Construction of web crawler (i.)

Source: Internet
Author: User

Long time no blog, this period has been busy to become a dog, half a year so did not have to do a summary otherwise white busy. Next there may be a series of summaries, all about the directional crawler (after several months to know the noun) construction method, the realization platform is node. js.

background

The General crawler logic is this, given an initial link, the link to download the page to save, and then analyze the link in the page, to find out if the target link check has been requested, if not requested to put in the request queue, the page after the download is completed to the indexer index, In this way, a set of document libraries are provided for use by search engines. I didn't need that at the time, but I grabbed the data from a few sites and exported the specified fields as structured files that would eventually be analyzed in Excel . The latter may need only the full volume of the site's product data, others do not need, so meet do not need to save.

I'll keep track of issues and ideas in chronological order.

    1. Coding
    2. redirect
    3. Concurrent

Problem

Coding encountered the first problem, but also where all the problems encountered, to completely solve the coding problem, you need to clarify the three questions:

    1. Why garbled?
    2. How do I find the correct encoding for content?
    3. How do I transcode?

Why is garbled, of course, because the current string uses the encoding is not "correct", so-called "correct" is the string in the memory of what encoding to use to store. For a chestnut, the "You" word of the UTF8 code [1] When the memory value:

This time using ASCII to decode the correct text is not available, because the largest ASCII also know 7e[2]. The reason Nodejs print non-UTF8 string garbled is because it uses UTF8 by default, so you must find the correct encoding of the source to convert to UTF8.

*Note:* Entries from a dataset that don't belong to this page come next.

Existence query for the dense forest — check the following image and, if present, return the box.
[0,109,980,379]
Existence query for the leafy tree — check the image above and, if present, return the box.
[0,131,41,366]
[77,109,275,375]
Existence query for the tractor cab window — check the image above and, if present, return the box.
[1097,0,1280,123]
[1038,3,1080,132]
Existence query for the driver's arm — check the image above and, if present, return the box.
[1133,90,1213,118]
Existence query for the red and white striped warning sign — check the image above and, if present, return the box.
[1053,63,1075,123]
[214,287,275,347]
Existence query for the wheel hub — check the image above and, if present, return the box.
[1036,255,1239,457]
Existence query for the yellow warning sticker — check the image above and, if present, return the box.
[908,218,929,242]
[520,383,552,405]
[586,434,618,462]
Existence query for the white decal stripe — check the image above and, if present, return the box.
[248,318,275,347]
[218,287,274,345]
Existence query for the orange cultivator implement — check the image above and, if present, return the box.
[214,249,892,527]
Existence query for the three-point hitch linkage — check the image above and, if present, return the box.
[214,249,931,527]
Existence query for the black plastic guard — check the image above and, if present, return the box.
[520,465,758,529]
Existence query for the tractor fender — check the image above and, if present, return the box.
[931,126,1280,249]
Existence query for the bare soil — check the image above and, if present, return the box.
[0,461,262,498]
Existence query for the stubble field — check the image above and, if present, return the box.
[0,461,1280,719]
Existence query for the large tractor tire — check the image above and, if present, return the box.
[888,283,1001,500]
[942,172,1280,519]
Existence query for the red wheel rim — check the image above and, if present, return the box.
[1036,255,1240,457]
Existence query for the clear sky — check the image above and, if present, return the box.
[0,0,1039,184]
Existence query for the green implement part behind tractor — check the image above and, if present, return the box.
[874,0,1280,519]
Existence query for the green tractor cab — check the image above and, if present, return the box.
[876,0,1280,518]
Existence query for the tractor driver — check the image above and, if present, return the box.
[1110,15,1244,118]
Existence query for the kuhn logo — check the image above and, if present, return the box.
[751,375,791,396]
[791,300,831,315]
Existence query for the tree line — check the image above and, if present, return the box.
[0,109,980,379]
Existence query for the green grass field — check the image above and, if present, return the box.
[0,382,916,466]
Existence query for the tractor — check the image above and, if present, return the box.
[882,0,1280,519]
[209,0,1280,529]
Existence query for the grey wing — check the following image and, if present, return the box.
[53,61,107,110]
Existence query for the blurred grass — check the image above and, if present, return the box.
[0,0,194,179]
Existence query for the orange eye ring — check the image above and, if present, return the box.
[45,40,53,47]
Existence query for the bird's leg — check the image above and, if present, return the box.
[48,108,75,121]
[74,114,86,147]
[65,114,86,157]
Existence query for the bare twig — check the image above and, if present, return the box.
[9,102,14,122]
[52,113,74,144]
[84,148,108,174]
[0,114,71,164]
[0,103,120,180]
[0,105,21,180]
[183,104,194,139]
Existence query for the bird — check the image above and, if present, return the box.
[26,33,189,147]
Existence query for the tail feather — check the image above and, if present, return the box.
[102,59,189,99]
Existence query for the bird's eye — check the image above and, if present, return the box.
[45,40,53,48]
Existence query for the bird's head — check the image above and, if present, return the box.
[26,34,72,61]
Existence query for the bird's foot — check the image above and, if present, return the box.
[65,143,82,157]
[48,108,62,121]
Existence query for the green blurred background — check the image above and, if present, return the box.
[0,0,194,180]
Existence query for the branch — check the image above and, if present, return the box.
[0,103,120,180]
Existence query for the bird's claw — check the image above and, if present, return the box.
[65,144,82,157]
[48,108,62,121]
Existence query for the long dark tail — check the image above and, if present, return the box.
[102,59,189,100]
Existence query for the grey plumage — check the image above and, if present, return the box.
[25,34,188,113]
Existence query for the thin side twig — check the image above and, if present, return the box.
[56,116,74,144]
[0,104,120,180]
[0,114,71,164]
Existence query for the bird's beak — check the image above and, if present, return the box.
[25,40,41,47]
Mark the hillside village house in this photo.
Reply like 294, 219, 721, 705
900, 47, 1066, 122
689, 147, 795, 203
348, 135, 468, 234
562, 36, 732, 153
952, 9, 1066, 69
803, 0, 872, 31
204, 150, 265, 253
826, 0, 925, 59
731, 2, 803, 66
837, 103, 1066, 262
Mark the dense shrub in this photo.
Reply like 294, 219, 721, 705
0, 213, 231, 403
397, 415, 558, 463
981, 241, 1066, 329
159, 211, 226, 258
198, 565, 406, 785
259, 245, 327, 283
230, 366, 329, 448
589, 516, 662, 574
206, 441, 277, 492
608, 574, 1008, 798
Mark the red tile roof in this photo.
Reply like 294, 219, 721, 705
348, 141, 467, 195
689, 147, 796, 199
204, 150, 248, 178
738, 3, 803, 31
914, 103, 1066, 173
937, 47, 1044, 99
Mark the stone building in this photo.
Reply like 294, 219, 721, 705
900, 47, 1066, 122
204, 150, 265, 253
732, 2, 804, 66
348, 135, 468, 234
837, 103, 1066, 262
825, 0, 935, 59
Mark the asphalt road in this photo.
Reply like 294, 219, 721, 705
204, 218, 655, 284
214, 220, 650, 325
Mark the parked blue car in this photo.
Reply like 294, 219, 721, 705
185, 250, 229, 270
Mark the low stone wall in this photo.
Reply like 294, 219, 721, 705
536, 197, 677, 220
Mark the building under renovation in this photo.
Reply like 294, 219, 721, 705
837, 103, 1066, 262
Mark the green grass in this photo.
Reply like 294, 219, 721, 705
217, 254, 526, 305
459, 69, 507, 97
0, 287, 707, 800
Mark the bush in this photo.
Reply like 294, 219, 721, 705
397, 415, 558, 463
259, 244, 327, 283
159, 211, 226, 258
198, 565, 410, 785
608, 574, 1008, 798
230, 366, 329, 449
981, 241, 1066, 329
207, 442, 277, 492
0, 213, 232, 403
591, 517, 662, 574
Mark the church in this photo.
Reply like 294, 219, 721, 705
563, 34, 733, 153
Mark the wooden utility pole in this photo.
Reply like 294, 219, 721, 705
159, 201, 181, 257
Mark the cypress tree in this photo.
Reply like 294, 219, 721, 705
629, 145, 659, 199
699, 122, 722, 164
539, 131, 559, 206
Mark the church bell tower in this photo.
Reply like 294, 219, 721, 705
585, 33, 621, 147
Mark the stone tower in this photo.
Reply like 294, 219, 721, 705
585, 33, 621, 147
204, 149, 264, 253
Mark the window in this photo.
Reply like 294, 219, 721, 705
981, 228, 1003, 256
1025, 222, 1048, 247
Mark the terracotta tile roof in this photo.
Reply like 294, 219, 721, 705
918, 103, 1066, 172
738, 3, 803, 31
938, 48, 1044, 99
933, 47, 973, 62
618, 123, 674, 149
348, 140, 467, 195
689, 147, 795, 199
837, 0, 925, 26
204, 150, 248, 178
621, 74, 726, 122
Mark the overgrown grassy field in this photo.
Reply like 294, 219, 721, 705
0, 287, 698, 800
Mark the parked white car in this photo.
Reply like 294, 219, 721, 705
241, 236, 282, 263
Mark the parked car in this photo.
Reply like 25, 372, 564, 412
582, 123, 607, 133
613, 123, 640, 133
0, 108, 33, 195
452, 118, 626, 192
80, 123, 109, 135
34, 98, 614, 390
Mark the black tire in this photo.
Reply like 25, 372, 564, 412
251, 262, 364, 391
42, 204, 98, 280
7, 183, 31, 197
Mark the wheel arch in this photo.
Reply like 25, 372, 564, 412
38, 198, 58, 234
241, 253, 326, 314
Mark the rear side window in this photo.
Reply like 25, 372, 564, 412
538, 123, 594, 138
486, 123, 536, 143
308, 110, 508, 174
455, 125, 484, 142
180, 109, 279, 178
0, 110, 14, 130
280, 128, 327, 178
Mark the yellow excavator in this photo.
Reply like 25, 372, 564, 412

So how do I find the correct code for the content? Look at the HTTP protocol! In the HTTP header there is a content-type field[3], which can specify the Media-type supported by the protocol, including pictures, text, audio, etc., we only look at the text, and is the HTML in the text, usually followed by the character set encoding. As an example:

content-type:text/html; Charset=iso-8859-4

You can see the text type and character set specified in HTML, and when we receive the return, we only need to read the Content-type block in the return header, which solves most of the problems. But not yet, some websites don't tell you what character set is in the HTTP header, for example:

Content-type:text/html

Baidu.com returned is such a head, the browser how to know how to parse the page, because the browser is open and not garbled, a closer look at the returned HTML file will find a META tag in the document to refer to specifying [4]:

When the HTTP-EQUIV attribute are specified on a meta-element, the element is a pragma directive. You can use this element to simulate a HTTP response header, but only if the server doesn ' t send the corresponding real h Eader; You can ' t override the HTTP header with a meta http-equiv element.

In this case, the priority in the protocol header is higher, so the correct parsing order is to first find the encoding from the protocol header, and find no http-equiv tags to look for meta from the document. (There are also two articles about UTF-8 and Unicode detailing ([5],[6]).)

Once you have found the correct code, you can find the class library to do the transcoding. For example, from GBK encoding to UTF-8, you only need to use their encoding correspondence to do the corresponding substitution. In Nodejs with Iconv and Iconv-lite can do a good job, Iconv is a C + + implementation of the local library, installation will be some difficulties, iconv-lite is a pure JavaScript implementation of the transcoding, installation is relatively simple, The disadvantage is that there may be no full code and no official version.

Thank you for the reminder of the end of the situation, add a little more. Encoding can be obtained through detection, but it is not the right thing to do in the web, which is often forced to use without knowing the encoding of the source, while the HTTP protocol and the HTML document specify the character encoding! The detection probability model has the error, Nodejs has a library called the Jschardet, the module is used in the Node-webcrawler, the practice tells me the probability of error is very big. Thanks again, welcome to other ideas.

[1]. http://zh.wikipedia.org/wiki/UTF-8

[2]. Http://zh.wikipedia.org/wiki/ASCII

[3]. http://www.w3.org/Protocols/rfc2616/rfc2616-sec14.html

[4]. Http://www.w3.org/wiki/HTML/Elements/meta

[5]. A probe into the file encoding format

[6]. Unicode detailed

Construction of web crawler (i.)

Contact Us

The content source of this page is from Internet, which doesn't represent Alibaba Cloud's opinion; products and services mentioned on that page don't have any relationship with Alibaba Cloud. If the content of the page makes you feel confusing, please write us an email, we will handle the problem within 5 days after receiving your email.

If you find any instances of plagiarism from the community, please send an email to: info-contact@alibabacloud.com and provide relevant evidence. A staff member will contact you within 5 working days.

A Free Trial That Lets You Build Big!

Start building with 50+ products and up to 12 months usage for Elastic Compute Service

  • Sales Support

    1 on 1 presale consultation

  • After-Sales Support

    24/7 Technical Support 6 Free Tickets per Quarter Faster Response

  • Alibaba Cloud offers highly flexible support services tailored to meet your exact needs.